Упоминание имени сестры многие годы вызывало слезы у Ольги. Сейчас же она, сощурив близоруко глаза, внимательно всмотрелась в лицо Гришковца.
— Не припомню. Извините.
— Да ладно, чего уж там, Ольга Федоровна. Надьку вашу посадили и расстреляли, потом и меня посадили, но, как видите, не расстреляли. Время-то какое было, сами знаете… Вы приходите, я вам буду «Крокодил» откладывать. Веселый журнал. Его быстро расхватывают.
Иногда она приходила-таки к Гришковцу за газетами. Обдавая перегаром, он успевал наговаривать ей что-то о своем чекистском прошлом, которое ее, впрочем, совершенно не интересовало. Торопливо распрощавшись, она шла в садик Дзержинского или возвращалась домой. Других маршрутов у нее не было.
Мне кажется, я вижу этот дом на Кировском. На втором этаже балкон — прямо над парадным подъездом. Я слышу шум подъезжающих машин, хлопающие двери лифтов. Если подняться по мраморной лестнице, откроются двери памяти. Теперь надо пройти через просторную прихожую со знакомым запахом коммуналки в комнатку, где в обшарпанном кресле сидит седая женщина с какой-то бумагой на коленях. Это официальное письмо. Бог его знает, откуда его прислали.

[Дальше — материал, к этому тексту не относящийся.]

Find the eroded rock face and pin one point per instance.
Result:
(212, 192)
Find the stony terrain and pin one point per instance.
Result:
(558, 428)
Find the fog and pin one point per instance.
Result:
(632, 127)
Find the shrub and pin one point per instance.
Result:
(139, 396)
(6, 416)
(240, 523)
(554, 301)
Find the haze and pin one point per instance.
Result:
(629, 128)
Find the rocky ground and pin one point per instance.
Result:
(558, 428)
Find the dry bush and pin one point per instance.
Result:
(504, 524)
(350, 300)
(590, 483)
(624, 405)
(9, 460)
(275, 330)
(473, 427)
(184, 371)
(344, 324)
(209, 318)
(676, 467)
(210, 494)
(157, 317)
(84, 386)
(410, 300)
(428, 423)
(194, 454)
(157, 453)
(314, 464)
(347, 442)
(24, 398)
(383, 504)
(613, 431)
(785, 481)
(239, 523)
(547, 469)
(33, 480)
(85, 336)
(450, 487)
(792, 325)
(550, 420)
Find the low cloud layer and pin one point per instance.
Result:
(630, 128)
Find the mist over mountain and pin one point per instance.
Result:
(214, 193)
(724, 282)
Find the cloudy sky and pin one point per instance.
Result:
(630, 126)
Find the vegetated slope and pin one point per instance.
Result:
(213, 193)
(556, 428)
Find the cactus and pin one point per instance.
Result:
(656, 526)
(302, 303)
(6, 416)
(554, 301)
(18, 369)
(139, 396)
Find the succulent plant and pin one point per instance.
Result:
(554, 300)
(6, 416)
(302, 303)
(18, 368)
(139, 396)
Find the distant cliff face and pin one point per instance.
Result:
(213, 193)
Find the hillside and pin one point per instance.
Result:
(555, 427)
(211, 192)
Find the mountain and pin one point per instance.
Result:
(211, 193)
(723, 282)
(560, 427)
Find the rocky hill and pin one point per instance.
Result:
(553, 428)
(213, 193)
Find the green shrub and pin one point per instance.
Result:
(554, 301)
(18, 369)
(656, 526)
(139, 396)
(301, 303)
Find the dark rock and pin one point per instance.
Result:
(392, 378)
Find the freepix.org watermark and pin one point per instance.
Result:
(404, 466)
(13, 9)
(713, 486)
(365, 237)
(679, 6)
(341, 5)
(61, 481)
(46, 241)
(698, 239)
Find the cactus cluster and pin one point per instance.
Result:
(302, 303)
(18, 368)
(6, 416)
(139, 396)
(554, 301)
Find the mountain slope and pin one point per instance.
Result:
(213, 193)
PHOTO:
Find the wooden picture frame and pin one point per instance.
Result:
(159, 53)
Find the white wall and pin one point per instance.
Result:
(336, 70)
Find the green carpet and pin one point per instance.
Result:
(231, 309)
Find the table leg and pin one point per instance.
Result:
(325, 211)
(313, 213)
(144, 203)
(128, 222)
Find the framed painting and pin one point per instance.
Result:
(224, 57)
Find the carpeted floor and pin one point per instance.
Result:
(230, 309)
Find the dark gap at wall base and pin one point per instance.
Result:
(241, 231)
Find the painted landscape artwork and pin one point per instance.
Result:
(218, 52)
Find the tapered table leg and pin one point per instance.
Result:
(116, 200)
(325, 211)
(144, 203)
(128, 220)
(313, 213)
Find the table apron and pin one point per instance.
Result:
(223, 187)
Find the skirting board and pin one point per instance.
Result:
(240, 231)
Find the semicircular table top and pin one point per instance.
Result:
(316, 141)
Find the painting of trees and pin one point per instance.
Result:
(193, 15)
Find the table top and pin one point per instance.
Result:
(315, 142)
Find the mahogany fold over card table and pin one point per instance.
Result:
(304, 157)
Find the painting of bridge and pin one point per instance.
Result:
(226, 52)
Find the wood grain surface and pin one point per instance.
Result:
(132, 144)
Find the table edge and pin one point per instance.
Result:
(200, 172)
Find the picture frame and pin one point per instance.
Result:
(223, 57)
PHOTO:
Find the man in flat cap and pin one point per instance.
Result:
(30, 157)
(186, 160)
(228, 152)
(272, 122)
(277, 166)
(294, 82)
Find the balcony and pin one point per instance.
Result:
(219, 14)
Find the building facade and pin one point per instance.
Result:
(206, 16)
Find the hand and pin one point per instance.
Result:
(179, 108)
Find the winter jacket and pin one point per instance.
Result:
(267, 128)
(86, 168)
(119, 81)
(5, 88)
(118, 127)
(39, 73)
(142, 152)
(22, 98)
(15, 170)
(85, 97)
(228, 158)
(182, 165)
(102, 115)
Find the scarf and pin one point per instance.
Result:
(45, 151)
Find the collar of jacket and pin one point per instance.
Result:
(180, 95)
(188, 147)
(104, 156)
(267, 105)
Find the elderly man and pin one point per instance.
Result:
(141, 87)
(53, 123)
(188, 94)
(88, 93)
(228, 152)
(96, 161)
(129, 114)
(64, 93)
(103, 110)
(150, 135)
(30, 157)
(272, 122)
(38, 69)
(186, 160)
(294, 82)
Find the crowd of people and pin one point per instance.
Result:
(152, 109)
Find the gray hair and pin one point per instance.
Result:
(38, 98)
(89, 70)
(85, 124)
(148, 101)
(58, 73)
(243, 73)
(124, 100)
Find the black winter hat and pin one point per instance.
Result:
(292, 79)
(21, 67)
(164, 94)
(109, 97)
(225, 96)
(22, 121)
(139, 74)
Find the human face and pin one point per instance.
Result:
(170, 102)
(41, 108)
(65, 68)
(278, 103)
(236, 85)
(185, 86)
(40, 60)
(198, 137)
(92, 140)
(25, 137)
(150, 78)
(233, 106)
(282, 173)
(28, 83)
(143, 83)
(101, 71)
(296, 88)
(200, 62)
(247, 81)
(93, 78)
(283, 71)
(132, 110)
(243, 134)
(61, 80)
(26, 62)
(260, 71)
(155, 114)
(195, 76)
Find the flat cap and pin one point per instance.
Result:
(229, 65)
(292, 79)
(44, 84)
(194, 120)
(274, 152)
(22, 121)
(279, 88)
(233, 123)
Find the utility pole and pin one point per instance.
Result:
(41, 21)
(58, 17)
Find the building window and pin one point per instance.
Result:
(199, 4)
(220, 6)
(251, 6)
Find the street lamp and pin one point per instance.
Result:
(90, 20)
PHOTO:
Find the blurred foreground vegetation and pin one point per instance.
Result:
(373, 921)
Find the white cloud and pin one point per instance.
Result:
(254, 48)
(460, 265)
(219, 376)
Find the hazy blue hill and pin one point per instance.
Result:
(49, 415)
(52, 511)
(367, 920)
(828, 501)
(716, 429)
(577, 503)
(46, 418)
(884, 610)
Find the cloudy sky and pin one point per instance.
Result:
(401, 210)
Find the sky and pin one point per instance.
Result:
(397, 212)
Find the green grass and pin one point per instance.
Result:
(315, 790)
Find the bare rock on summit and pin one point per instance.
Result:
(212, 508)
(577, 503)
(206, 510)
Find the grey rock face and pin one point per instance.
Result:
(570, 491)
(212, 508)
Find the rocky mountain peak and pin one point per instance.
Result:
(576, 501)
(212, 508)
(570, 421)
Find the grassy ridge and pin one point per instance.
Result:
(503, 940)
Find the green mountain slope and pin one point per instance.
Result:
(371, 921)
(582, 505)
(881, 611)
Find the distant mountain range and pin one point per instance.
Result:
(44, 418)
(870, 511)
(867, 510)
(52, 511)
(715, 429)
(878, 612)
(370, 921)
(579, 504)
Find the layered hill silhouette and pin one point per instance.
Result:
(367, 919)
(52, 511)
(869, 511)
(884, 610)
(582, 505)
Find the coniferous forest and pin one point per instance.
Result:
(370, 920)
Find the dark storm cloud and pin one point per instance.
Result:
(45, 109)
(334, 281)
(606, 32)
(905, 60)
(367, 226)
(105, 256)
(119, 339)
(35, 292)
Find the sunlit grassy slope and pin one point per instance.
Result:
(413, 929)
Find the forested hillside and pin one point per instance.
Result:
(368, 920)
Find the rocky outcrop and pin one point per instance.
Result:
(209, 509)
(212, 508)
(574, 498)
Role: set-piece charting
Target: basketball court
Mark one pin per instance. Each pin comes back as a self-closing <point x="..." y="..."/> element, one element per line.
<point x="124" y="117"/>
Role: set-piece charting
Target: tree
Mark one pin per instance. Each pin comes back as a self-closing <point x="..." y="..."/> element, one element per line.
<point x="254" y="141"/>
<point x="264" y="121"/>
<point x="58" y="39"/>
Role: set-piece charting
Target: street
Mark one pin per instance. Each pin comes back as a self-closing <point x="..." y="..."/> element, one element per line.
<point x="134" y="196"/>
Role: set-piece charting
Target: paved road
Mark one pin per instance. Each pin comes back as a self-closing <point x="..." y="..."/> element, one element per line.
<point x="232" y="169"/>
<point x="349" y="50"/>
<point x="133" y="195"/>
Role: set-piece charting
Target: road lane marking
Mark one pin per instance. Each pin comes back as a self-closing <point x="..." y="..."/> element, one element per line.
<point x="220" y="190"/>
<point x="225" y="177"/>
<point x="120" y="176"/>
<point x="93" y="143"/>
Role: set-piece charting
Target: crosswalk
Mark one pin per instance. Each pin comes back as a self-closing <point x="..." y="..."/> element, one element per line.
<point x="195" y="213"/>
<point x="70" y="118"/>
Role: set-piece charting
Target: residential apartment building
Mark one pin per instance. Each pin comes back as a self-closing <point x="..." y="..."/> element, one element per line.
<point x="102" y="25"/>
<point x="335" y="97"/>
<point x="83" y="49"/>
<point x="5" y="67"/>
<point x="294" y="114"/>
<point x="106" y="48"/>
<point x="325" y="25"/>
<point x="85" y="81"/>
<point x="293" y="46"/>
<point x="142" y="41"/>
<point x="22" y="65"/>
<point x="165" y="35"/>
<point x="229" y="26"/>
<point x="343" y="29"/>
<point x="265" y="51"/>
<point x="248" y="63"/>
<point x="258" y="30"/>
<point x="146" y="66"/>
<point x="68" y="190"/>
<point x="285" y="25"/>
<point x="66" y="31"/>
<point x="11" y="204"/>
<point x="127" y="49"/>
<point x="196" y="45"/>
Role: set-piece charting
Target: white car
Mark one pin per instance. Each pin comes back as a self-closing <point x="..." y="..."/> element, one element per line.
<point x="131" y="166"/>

— Варенька, они реабилитированы посмертно!
Я знаю, это были последние слова Ольги.
Теперь уже совсем все. Мне больше нечего написать о сестрах Безладновых. Сложились ли разрозненные участки того, что мне известно, в линию передачи? Не мне судить. Могу только добавить, что я таки видела апельсиновое дерево — действительно, самое прекрасное дерево на свете, но это уже совсем другая история.
1 Чугунолитейный завод Гусника и Петрова.
2 Хорошо-хорошо, дорогая. Пожалуйста, успокойся.
3 Я поменяла повязку вашему маленькому солдату.
4 Прядильный комбинат «Красная нить».